Stałam przed wielkimi dębowymi drzwiami i wahałam się czy nacisnąć dzwonek.
Deszcz niemiłosiernie głośno dudnił w rynny, a podmuchy
wiatru wydawały się być coraz to bardziej mocniejsze.
Nie potrafiłam czekać minuty dłużej. Wiem, że ostatnio
zaniedbywałam się w odwiedzinach moich najbliższych, ale wcześniej to Aaron
sprawiał, że zawsze czułam choć iskierkę rodzinnego ciepła przy nim. Nasz
związek wyglądał na bardzo poważny i często zachowywaliśmy się jak dobre, stare
małżeństwo.
Szkoda, że z czasem wszystko zaczęło ulegać zmianom. Gdyby
nie nasz wyjazd do Dubaju pewnie dalej żylibyśmy bezstresowo i cieszyli się
każdym ułamkiem sekundy spędzonym razem, cholernie mi tego brakuje. W jego
ramionach czułam się bezpiecznie. Otaczał mnie swoim wsparciem i troszczył się
o mnie. Robił wszystko, by nie spotkało mnie żadne cierpienie, a jeśli poczułam
ból , dążył do tego, by na mej twarzy zagościł znów pogodny uśmiech, który
wprost uwielbiał. Często mi to powtarzał, mówił że koił się moim śmiechem, a
moja radosna twarz unosiła go w duchu.
Brakuje mi jego pełnych otuchy słów. Brakuje mi jego..

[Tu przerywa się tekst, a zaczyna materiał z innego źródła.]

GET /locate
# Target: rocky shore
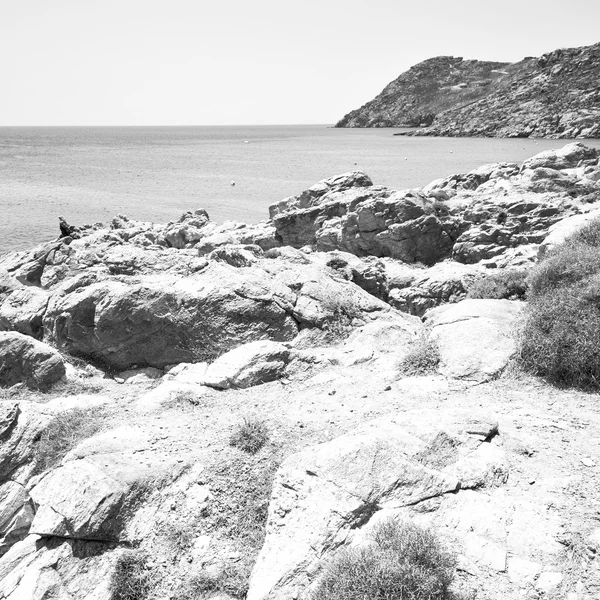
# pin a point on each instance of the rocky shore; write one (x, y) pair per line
(553, 96)
(131, 352)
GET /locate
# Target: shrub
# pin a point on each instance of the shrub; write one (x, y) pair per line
(565, 266)
(423, 357)
(232, 580)
(250, 436)
(64, 433)
(131, 579)
(509, 283)
(401, 562)
(589, 234)
(560, 339)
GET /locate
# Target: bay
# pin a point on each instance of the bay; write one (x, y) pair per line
(90, 174)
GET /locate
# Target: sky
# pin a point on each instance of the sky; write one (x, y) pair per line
(249, 62)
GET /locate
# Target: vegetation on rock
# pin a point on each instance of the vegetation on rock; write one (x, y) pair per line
(509, 284)
(250, 436)
(422, 358)
(401, 561)
(560, 339)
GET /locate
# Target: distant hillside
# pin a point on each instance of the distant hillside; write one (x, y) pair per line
(555, 96)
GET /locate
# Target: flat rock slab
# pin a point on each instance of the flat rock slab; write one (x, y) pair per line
(250, 364)
(23, 359)
(475, 337)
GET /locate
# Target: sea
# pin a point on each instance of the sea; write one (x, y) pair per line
(91, 174)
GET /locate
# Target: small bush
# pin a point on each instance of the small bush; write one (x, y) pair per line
(560, 338)
(400, 562)
(232, 580)
(509, 284)
(565, 266)
(131, 579)
(64, 433)
(423, 357)
(589, 234)
(250, 436)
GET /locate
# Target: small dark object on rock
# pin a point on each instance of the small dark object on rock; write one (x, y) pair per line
(67, 230)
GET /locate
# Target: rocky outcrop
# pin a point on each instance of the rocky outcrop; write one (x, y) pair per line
(495, 215)
(248, 365)
(476, 338)
(324, 497)
(553, 96)
(25, 360)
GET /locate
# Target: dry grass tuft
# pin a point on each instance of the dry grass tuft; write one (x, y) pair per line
(65, 432)
(422, 358)
(131, 579)
(250, 436)
(401, 562)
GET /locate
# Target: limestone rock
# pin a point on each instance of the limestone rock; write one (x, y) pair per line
(251, 364)
(88, 498)
(27, 360)
(560, 231)
(475, 337)
(16, 514)
(22, 308)
(325, 492)
(165, 320)
(446, 282)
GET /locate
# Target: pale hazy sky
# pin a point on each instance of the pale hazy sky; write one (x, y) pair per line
(194, 62)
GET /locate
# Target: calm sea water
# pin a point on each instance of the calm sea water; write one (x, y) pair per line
(89, 174)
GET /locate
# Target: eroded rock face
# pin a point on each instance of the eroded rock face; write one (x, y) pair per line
(26, 360)
(248, 365)
(476, 338)
(326, 493)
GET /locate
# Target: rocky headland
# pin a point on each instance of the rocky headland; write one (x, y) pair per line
(553, 96)
(133, 354)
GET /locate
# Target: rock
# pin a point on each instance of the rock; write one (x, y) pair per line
(251, 364)
(237, 255)
(89, 498)
(16, 514)
(475, 337)
(169, 393)
(30, 361)
(523, 572)
(567, 157)
(56, 568)
(314, 195)
(22, 309)
(145, 375)
(20, 429)
(446, 282)
(326, 492)
(548, 581)
(188, 373)
(565, 228)
(164, 320)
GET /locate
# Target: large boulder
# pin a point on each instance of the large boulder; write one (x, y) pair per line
(21, 307)
(251, 364)
(446, 282)
(24, 359)
(323, 495)
(167, 320)
(568, 156)
(476, 338)
(560, 231)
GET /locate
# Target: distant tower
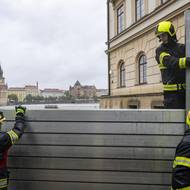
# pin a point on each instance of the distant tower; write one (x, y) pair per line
(2, 79)
(3, 89)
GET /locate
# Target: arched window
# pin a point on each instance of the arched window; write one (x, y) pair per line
(142, 69)
(122, 74)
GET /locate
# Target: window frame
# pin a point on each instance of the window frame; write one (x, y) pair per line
(120, 19)
(141, 9)
(122, 74)
(142, 65)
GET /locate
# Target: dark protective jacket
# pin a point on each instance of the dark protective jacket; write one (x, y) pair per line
(172, 63)
(7, 139)
(181, 165)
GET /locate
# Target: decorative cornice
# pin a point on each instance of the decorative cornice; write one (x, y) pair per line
(134, 95)
(150, 27)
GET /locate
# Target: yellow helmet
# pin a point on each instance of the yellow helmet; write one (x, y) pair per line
(165, 27)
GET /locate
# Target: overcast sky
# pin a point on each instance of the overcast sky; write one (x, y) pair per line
(54, 42)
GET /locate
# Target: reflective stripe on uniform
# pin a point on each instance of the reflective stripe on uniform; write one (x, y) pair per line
(184, 188)
(182, 161)
(14, 137)
(3, 183)
(182, 63)
(173, 87)
(162, 55)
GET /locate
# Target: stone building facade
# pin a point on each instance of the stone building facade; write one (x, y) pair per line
(22, 92)
(79, 91)
(134, 79)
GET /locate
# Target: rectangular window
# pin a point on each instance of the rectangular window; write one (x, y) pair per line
(140, 9)
(163, 1)
(120, 19)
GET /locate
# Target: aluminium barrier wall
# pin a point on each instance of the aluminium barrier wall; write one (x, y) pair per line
(96, 150)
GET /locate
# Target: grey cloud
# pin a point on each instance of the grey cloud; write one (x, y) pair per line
(55, 42)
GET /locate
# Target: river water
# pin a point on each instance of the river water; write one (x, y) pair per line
(59, 106)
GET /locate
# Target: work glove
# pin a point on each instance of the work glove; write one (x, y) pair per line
(2, 117)
(20, 111)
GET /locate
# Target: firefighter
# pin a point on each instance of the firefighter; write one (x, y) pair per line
(7, 139)
(181, 164)
(172, 62)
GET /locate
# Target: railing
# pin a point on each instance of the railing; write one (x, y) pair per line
(95, 150)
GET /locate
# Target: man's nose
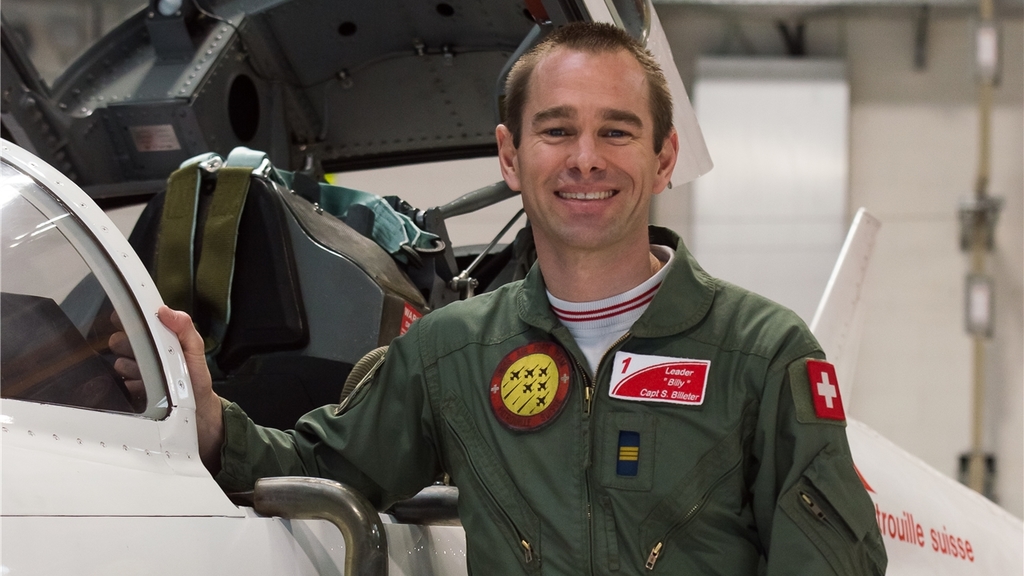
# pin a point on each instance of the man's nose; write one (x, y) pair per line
(586, 155)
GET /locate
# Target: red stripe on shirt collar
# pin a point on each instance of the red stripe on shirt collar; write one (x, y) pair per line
(607, 312)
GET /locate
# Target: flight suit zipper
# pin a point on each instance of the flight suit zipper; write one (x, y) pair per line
(527, 549)
(590, 391)
(587, 398)
(655, 550)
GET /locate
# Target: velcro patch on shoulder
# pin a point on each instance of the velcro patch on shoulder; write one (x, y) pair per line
(815, 393)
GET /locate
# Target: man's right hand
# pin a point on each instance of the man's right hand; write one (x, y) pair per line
(209, 415)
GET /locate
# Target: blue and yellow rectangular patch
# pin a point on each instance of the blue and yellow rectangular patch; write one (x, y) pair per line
(629, 453)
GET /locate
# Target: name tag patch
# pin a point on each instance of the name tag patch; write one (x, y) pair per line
(658, 378)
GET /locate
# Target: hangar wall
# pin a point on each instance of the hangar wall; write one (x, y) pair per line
(912, 160)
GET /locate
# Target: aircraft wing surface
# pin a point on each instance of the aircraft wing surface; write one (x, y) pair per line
(931, 525)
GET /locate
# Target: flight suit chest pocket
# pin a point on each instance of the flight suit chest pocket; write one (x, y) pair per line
(626, 454)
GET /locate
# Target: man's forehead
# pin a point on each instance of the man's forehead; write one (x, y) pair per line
(550, 70)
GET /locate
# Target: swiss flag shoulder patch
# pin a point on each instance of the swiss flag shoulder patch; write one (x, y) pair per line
(824, 391)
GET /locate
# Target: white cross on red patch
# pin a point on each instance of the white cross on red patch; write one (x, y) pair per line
(824, 391)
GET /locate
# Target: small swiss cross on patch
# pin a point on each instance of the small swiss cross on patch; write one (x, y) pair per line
(824, 391)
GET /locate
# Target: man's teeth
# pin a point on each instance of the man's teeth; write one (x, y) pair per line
(587, 195)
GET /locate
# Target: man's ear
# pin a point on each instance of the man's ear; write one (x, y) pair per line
(667, 161)
(508, 157)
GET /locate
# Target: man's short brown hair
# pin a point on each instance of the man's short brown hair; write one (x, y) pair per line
(591, 38)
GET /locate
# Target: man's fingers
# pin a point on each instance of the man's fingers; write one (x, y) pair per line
(116, 321)
(180, 323)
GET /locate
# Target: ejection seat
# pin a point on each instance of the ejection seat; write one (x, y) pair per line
(287, 296)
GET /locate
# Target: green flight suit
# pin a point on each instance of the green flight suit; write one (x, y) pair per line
(750, 481)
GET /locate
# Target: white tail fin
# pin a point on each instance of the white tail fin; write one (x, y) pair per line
(837, 323)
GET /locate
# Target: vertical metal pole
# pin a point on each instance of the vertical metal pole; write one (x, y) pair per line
(976, 471)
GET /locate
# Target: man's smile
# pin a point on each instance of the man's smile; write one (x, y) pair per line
(600, 195)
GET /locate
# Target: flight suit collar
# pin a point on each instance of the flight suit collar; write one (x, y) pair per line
(683, 300)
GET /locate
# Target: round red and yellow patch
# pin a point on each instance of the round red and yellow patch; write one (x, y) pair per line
(529, 385)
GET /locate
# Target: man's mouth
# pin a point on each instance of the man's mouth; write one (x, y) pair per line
(586, 195)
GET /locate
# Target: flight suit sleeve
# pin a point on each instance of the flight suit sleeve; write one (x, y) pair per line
(812, 510)
(381, 444)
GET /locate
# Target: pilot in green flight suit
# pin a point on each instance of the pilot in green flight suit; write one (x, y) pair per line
(708, 437)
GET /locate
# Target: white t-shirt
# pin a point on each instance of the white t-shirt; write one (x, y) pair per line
(596, 326)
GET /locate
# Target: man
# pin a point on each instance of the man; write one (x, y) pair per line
(619, 410)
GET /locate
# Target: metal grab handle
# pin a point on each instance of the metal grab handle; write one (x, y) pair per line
(480, 198)
(434, 505)
(314, 498)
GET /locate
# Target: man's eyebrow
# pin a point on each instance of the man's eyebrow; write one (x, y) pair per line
(556, 113)
(625, 116)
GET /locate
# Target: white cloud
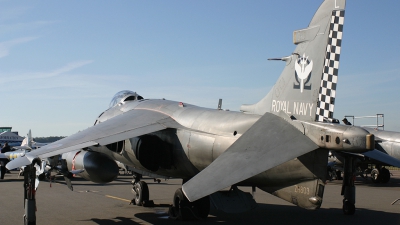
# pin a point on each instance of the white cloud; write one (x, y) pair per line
(7, 45)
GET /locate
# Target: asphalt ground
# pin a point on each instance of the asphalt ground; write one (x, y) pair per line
(91, 203)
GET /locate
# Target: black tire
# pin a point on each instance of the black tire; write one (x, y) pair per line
(348, 208)
(385, 175)
(339, 175)
(182, 209)
(202, 207)
(141, 191)
(375, 176)
(42, 177)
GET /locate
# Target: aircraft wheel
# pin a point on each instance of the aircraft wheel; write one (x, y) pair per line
(375, 175)
(141, 191)
(339, 175)
(42, 177)
(26, 222)
(182, 209)
(385, 175)
(348, 208)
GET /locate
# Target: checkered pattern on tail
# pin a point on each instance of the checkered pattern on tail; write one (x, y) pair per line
(327, 91)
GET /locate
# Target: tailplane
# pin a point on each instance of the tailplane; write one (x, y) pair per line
(306, 88)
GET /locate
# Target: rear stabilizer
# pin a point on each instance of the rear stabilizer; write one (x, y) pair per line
(306, 88)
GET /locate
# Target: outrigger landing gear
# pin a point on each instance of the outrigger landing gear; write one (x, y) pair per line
(182, 209)
(29, 193)
(348, 188)
(141, 192)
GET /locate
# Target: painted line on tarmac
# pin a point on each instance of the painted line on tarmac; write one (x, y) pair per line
(122, 199)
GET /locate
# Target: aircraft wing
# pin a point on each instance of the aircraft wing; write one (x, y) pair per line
(129, 124)
(382, 157)
(270, 142)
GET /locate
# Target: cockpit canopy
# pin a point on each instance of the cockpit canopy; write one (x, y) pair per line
(124, 96)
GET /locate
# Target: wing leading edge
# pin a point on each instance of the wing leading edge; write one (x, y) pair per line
(130, 124)
(270, 142)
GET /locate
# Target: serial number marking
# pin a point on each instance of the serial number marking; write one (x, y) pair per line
(301, 189)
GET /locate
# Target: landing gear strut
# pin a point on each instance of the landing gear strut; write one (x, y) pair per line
(380, 175)
(29, 193)
(348, 188)
(140, 191)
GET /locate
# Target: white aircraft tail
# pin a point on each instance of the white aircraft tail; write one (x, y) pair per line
(306, 88)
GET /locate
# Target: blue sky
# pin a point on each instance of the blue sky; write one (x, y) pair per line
(62, 61)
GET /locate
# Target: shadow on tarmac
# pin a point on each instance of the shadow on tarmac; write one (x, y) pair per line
(266, 214)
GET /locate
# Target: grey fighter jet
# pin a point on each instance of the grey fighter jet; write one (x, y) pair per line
(279, 144)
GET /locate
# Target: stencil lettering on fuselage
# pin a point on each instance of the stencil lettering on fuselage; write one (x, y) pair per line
(293, 108)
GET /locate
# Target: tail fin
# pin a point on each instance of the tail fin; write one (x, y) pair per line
(30, 140)
(306, 88)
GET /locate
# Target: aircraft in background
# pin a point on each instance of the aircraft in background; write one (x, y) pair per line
(279, 144)
(387, 142)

Drzwi otwarła mi Rose, moja młodsza siostra, która w
mgnieniu oka wyrosła na piękną księżniczkę.
Wykrzyczała moje imię na cały głos i wyciągnęła swe krótkie
rączki w moją stronę, bym mogła ją uściskać.
Wzięłam ją na ręce i mocno do siebie przycisnęłam. Dopiero
teraz zdałam sobie sprawę z tego, że zaniedbałam rodzinne kontakty.
Kilkanaście sekund później na werandzie pojawili moi
rodzice. W ramiona matki wpadłam z takim uczuciem i tęsknotą, jakbym nie
widziała jej przez kilka dobrych lat, to samo był z moim tatą, który dziwił się
moim przyjazdem.
Chwycił moje wszystkie walizki i ze zniesmaczoną miną znikł w korytarzu. Ja natomiast dalej tkwiłam
w uścisku mojej rodzicielki i mocno szlochałam, mocząc łzami jej ulubioną
beżową bluzkę.
Przerwała po chwili by zamknąć drzwi i zaprowadzić mnie do
przedpokoju i poważnie porozmawiać.
Doskonale wiedziałam, że rozmowa z nią będzie bardzo trudna.
Rzadko kiedy zwierzałam się rodzicielce ze spraw sercowych, nawet nie wiedziała
o całym zajściu z Joshem. Uważałam po
prostu, że nie musi wiedzieć wszystkiego, a po moim bezmyślnym zachowaniu będzie
trzymała jego stronę.
Tym razem nie mogłam się od tego wymigać. Wpadłam do ich domu niespodziewanie,
roztrzęsiona, pozbawiona jakichkolwiek uczuć, zagubiona, ze wszystkimi
rzeczami.
Ich przerażone twarze mówiły wszystko, nie spodziewali mnie
się tutaj i nie wyczekiwali mnie z utęsknieniem. Ojciec pokazał to od razu,
matka natomiast próbowała zatuszować swoje uczucia, ale jej twarz mówiła
wszystko.
Zresztą czego ja się miałam spodziewać?
Że po tak długim okresie, gdzie za przeproszeniem miałam ich
daleko gdzieś, będą czekać na mnie z otwartymi ramionami?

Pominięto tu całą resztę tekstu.